Backpacking the Kesugi Ridge Trail – Denali State Park

by Mike Still
Backpacking the Kesugi Ridge Trail – Denali State Park

Summer brings unique Alaskan adventures like putting all your food into bear-safe containers and hiking 30 miles on a ridgeline with a view of Denali.  Some might consider a trip like this to be crazy, but for most Alaskans, it’s simply what you do in the summer.  Elizabeth and I have been looking forward to backpacking the Kesugi Ridge trail for almost as long as we’ve been known each other.  You see, she has hiked this trail multiple times and it was one of the first backpacking trips I heard about when I moved here, but never got a chance to go.  Until this July!

Kesugi Ridge Traverse
Through Hiking Little Coal Creek to Byer’s Lake

We were fortunate enough to spend the night before hiking Kesugi at the Byer’s Lake cabin with our friends Caitlin, Gil, and their adorable kids Eleanor & Oliver.  Even more amazing was how they let us drop our car at Byer’s Lake and shuttle us to Little Coal Creek so we could do the trip as a through-hike.


Endurance runners compete to finish Kesugi Ridge in a single marathon, while others camp between one and three nights to complete the journey.  We opted for 2 nights and 3 days of hiking along Kesugi Ridge.  Save this Kesugi Ridge trail map to help plan a trip.  It’s good to know you don’t need any permits and there are plenty of lakes and streams for water access along the entire ridge.  Camping is allowed just about anywhere in Denali State Park.   More info about Denali State Park can be found in their brochure. 

Kesugi Ridge Trail Backpacking Denali State Park

As we embarked on our trip, Eleanor grabbed my hand and ran down the trail when we tried to say farewell to Caitlin and Gil at Little Coal Creek.  She usually only has enough hiking enthusiasm for a short stroll before wanting to be carried but today she insisted on joining us.  Her two-year-old parental defiance didn’t last more than a hundred yards as we laughed along and Gil convinced her to go back to the car.

The sounds of civilization drop off dramatically as you round the bend from the trailhead. Elizabeth and I were quickly absorbed into the forest with a spruce hen and her chicks crossing our path and welcoming us.  Theo bounded up to these ground fowl just before they fluttered away.  The first mile of the trail from Little Coal Creek to Kesugi Ridge was relatively flat and we saw another 3 or 4 spruce hens before coming to a steady incline that would take us up to the ridge.

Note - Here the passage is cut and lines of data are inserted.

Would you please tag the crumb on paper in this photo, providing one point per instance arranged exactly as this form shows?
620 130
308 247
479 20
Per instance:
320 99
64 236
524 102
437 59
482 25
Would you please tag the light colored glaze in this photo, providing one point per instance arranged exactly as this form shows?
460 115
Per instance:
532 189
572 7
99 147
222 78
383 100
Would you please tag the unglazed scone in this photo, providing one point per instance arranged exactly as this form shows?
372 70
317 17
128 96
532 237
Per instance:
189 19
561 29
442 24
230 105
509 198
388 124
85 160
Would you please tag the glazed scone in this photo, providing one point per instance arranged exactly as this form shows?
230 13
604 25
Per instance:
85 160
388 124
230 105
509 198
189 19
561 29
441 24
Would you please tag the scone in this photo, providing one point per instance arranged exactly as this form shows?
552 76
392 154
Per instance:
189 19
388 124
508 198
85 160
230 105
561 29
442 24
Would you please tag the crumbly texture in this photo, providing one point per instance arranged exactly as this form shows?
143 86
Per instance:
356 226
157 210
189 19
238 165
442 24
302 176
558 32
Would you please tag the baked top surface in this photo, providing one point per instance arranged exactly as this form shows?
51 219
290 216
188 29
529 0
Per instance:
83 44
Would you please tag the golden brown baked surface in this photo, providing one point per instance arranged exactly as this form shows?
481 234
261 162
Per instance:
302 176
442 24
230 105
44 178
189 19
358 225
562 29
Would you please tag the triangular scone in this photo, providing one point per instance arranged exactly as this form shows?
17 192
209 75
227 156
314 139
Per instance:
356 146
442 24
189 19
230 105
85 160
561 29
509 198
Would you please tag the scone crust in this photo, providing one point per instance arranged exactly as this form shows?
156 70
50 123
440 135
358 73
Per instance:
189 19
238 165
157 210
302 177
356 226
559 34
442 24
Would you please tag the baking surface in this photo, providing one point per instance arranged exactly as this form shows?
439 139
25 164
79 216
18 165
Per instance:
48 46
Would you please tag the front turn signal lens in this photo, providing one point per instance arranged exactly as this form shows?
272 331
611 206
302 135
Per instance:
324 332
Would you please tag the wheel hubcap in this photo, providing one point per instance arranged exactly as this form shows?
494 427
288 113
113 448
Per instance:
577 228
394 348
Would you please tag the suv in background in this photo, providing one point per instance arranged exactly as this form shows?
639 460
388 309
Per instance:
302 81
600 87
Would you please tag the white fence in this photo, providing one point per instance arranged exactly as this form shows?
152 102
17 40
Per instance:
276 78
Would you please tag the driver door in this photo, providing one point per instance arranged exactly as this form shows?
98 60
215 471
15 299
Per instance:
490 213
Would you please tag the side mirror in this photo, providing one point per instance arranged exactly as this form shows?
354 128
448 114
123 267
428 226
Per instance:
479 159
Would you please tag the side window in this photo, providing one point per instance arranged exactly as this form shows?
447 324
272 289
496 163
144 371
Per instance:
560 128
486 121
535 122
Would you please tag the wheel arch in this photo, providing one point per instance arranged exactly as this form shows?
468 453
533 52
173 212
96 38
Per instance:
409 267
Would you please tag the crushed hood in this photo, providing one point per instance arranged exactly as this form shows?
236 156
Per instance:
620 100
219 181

Tundra covers the hills all around the trail once you pass the tree line.  The Susitna River can be seen behind, carving a natural highway between Kesugi and the Alaska Range.  On a clear day, Denali would tower above everything else but clouds limited our view to Ruth Glacier and Moose’s Tooth as the only standouts we could name.



The nice thing about ridge hikes is that you tend not to have a lot of elevation change once you’re up the ridge.  We spent the afternoon ambling among boulder fields and crossing snowy creeks.  Patches of snow were spread throughout the tundra and Theo took every opportunity to cool off by rolling in white remnants of winter.

Marmots and ground squirrels are prolific on Kesugi Ridge and regularly teased Theo with their calls.  His ears perked up every time one squeaked, then he bounded after them with glee. Watching Theo run free is one of our favorite things about being in the mountains.   Despite his reluctance to wear a doggie backpack, Theo really does love backpacking with us!

Every few hours Elizabeth and I took a pack break, we were covering good time and in no big hurry.  Since she’s done the Kesugi Ridge traverse multiple times I knew she would find good camping spots and keep us on pace.

Donning our packs again we crossed another snowfield, this one half-melted and forming a small creek.  I turned around to snap a photo capturing the natural clash of green grass and white snow.  Around the next bend, Elizabeth turned and pointed.  She said quietly “look an animal.”  Confused, I peered in the direction she was pointing.  Did she see a bear on the other side of the hill?    If it was a bear I think she would have been more specific so I started walking towards her when she said again “look right there!”

I froze in my tracks scanning the horizon when a small weasel-like critter hopped from rock to rock in front of me!  At first, I thought it was a marten, but I’m no biologist so I just tried to take its picture.  The curious critter paused on each rock just long enough for me to focus before bolting to his next hiding spot.  It kept creeping closer and staring at me with a long slender body and solid yellow underbelly.  Once, it stood up on its hind legs and peered between us like a meercat.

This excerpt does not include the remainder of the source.